Wow!  This is my very first post…hmmm…I feel so powerful.  Do you?  Feel powerful?  That’s what this particular post is all about.  Power.  Yours, mine, hers, his, theirs.  Do you hold on to it, lose it, give it away?  You choose.  That’s the important part.  YOU choose.  Failure to choose means you abdicate responsibility and allow someone else to decide for you.  Don’t do that.  Don’t let anyone take your power from you.  Guard it.  With everything you have inside.  After all, when you lose it, you lose the ability to hold onto  – what?  Your purse, your keys, your jewelry, your identity…your life, the life of a loved one?  So, remember growing up, Mom would say ‘check the back seat before you get into your car’?  Well, mine said that.  And I did.  But my world seemed to be a kinder, gentler place.  That could be just my perception, but you know what they say.  Your perception is your reality.  What I KNOW is that when my daughter went away to college I didn’t just tell her to check the back seat before she got into her car.  I gave her mace, a whistle, a phone.  I would have done anything to keep her safe and I’ve been blessed.  Now, 20 years later, Darling Daughter is alive and well, sightseeing with her oh, so precious family at Yellowstone.

Am I upsetting you?  I’m so sorry.  I get very intense about this.  We’re losing our daughters – and our sons – to predators that should be abolished from our planet.  They’re stealing our children from us, as if we’re powerless to stop them.   Watch the news.  Everyday at 6pm there’s no end to the pedophiles, rapists, kidnappers, terrorists that brazenly stare into the lens, into our homes.  They’re in our churches, schools, restaurants, and businesses.  They’re plotting, watching, following.  As if that’s not enough, we have depression, loneliness, hunger, prescription drugs, and domestic violence to deal with.  Parenting is tough.  We raise them only to give our precious children up to a world gone crazy.  We have to protect them, yet allow them to be young and joyful.  So how do we take power away from those that would do harm?  Vigilance, my friend.  Refusal to surrender your power as a parent.

Sign your kids up for self-defense training.  Teach them that certain situations, certain times of the day or night, certain areas are more dangerous than others.  Ask for their help and their input.  Get them involved in church and civic activities.  Talk to other parents and verify arrangements for chaperones during parties and other events.  Know their friends.  That’s probably the most difficult to accomplish.  Years ago I would tell our children that if you lay down with dogs you’ll get up with fleas…you see the point I’m trying to make there, right?  Our daughter would insist that I was refusing to see the possibility that she might raise others to her level rather than sink to theirs.  I reminded her that gravity is a law which must be obeyed.  It will always be easier to fall rather than rise in our society.  Oh, another thing – pray with your children.  Let them know you pray for them.  Tell them how precious they are, how irreplaceable in your life they are.   Love them with your whole heart.

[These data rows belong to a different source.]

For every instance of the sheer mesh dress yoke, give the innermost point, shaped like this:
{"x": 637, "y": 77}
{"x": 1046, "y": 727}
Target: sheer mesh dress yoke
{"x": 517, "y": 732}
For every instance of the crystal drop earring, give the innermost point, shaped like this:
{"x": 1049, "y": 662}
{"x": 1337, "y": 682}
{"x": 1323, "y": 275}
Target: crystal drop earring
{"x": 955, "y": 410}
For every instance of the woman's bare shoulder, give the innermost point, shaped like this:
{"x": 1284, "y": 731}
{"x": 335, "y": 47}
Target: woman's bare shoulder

By the way, in the interest of full disclosure, I must warn you there’s much hard work and heartache involved in raising children.  Just in case you haven’t become a parent yet, yes, they’re cute, cuddly, lots of fun.  Yours will, of course, be brilliant like you, but they’ll bring you grief you can’t imagine…and joy beyond your wildest dreams.   We must do everything in our power to care for them and keep them safe.  It’s a dangerous world.